You remember the first time it happens to you at college. No, not that — the other spark. It happened to me in the early 1970s in Professor Carl Schorske’s class on Viennese intellectual history at the turn of the 20th century. There he showed, with remarkable eloquence and erudition, how Freud, Klimt, Schoenberg, and other seminal figures had changed Western intellectual life forever.
After we left college, many of us went on to have traditional, even distinguished, careers, but I venture to guess few had many more Schorskean moments.
Forty-five years after departing from Princeton, I felt something akin to that first spark. Through a CUNY program allowing seniors like me to audit undergraduate classes, I ended up in a class at Hunter College on “Narratives of Adultery in 19th-Century Literature.” Into the class strode young and hip, Armenian-born Professor Margarit Ordukhanyan. “So,” she said wryly, “if you’ve come to talk about sex, you’re in the wrong place.” Of course, that’s all we talked about during the remainder of the semester as we pored through novels by Flaubert, Tolstoy, and Hardy.

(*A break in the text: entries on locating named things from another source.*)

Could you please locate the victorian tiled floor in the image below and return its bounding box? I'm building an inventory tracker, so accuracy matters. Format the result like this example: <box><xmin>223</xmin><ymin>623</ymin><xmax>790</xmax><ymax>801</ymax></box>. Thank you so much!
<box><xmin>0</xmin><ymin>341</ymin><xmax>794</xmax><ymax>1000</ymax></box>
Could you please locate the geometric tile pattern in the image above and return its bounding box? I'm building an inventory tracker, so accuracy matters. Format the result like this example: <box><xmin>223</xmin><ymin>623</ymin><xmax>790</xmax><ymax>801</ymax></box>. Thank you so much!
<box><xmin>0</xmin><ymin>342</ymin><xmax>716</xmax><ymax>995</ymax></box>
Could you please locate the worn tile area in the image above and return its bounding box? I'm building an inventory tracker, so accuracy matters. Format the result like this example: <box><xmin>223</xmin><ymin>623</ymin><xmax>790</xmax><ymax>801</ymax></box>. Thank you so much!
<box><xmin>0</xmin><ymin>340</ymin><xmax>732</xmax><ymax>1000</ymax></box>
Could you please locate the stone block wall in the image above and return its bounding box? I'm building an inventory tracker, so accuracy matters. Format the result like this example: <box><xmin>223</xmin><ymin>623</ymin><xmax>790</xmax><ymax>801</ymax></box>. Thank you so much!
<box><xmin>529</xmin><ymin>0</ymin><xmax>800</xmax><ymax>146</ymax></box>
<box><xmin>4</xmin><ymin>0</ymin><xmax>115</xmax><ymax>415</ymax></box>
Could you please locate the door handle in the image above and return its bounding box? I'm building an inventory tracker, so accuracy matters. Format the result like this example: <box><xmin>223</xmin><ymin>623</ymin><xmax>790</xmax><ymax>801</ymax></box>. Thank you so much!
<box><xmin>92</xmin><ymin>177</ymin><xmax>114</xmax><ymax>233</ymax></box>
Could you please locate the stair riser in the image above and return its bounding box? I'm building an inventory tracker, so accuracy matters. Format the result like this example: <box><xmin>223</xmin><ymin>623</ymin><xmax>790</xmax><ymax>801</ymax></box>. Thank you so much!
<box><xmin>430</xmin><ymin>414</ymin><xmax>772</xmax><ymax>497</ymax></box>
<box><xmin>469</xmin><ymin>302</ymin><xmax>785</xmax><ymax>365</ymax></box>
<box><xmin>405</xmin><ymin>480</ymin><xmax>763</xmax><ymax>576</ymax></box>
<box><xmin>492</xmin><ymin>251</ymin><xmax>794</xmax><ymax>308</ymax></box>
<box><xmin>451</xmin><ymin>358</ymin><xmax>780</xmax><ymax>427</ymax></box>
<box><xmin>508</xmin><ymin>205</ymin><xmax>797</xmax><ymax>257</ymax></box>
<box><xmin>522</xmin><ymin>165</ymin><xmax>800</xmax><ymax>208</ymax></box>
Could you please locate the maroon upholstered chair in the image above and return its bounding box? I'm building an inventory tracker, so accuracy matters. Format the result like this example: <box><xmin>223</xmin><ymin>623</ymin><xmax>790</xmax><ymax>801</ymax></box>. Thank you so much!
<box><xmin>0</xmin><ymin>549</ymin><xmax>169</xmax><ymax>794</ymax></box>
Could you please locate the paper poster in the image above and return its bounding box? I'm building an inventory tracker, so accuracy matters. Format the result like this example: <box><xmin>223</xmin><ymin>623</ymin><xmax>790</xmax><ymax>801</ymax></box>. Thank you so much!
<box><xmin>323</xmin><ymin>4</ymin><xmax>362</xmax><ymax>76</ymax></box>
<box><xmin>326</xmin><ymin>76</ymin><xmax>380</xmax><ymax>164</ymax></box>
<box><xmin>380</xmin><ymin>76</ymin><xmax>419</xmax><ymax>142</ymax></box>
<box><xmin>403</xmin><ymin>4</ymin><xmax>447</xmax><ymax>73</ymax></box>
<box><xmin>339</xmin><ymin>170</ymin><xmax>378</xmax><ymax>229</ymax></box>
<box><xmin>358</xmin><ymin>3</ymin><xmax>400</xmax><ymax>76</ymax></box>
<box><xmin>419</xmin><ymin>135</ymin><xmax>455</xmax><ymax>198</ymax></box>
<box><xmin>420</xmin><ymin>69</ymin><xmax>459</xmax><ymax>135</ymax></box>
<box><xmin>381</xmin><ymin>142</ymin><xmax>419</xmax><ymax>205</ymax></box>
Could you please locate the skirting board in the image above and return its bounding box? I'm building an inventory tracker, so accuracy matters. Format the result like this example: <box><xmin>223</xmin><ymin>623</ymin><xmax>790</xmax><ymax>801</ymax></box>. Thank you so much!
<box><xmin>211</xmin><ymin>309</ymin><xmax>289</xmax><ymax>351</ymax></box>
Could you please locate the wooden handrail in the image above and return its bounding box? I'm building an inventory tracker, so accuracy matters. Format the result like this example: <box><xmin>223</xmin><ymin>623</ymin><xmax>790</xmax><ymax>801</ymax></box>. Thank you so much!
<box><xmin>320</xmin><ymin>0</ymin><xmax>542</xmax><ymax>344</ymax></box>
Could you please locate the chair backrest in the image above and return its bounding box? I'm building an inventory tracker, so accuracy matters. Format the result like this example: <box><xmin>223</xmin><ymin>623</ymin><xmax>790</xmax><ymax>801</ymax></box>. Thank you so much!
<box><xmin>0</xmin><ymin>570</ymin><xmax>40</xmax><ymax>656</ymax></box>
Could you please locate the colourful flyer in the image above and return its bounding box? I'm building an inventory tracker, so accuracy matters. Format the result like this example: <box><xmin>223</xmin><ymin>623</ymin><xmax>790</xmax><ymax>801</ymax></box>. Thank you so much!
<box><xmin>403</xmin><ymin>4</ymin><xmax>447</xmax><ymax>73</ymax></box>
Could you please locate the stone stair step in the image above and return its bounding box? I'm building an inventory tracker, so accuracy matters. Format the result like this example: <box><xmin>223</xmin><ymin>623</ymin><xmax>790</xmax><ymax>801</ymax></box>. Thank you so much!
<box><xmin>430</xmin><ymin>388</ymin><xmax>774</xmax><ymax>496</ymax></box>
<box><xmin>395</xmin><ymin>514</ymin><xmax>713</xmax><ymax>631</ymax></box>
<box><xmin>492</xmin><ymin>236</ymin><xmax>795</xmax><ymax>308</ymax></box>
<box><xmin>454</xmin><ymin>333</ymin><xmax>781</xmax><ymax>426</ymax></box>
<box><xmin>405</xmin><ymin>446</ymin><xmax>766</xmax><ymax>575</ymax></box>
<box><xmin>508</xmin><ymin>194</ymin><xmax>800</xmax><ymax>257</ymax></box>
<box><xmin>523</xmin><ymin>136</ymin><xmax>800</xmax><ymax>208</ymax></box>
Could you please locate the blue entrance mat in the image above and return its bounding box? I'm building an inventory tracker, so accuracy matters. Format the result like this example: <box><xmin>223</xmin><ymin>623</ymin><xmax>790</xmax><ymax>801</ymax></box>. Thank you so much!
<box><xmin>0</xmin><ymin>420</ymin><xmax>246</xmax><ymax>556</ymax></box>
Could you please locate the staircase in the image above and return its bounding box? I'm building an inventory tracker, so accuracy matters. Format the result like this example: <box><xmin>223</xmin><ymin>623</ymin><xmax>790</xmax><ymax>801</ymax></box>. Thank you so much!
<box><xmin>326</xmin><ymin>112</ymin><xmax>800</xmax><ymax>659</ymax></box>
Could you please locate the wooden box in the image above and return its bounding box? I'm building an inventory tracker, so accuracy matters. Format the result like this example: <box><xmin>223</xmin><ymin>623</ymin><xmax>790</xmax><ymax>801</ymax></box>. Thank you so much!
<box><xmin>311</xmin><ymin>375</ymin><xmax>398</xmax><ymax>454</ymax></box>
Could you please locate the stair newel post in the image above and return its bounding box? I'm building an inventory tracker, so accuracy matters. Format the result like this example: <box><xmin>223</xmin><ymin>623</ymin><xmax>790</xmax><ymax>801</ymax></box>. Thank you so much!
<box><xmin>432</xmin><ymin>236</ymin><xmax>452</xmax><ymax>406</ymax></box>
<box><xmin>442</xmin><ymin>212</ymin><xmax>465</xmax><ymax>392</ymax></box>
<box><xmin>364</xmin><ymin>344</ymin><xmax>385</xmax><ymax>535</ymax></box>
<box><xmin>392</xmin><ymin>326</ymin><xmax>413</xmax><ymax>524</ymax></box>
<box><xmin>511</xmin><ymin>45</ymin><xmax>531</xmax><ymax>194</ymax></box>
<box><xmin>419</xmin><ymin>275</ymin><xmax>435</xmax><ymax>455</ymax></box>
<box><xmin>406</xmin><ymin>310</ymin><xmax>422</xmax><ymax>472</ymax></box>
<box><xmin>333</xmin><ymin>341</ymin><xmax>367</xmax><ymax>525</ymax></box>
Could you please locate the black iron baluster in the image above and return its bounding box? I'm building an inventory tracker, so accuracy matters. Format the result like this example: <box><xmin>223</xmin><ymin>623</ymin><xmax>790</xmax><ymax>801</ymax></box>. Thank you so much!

Though the two professors have different teaching styles, they have something fundamental in common: They both revere the artists whose works they are explaining. Sitting in class, you hear this: The artists you are studying are people who take ideas seriously and practice their craft at the highest levels. Put in the time to try to understand what they are trying to create and you will be rewarded, even changed. At the end of each class you feel it: You are being consumed by an intellectual delirium.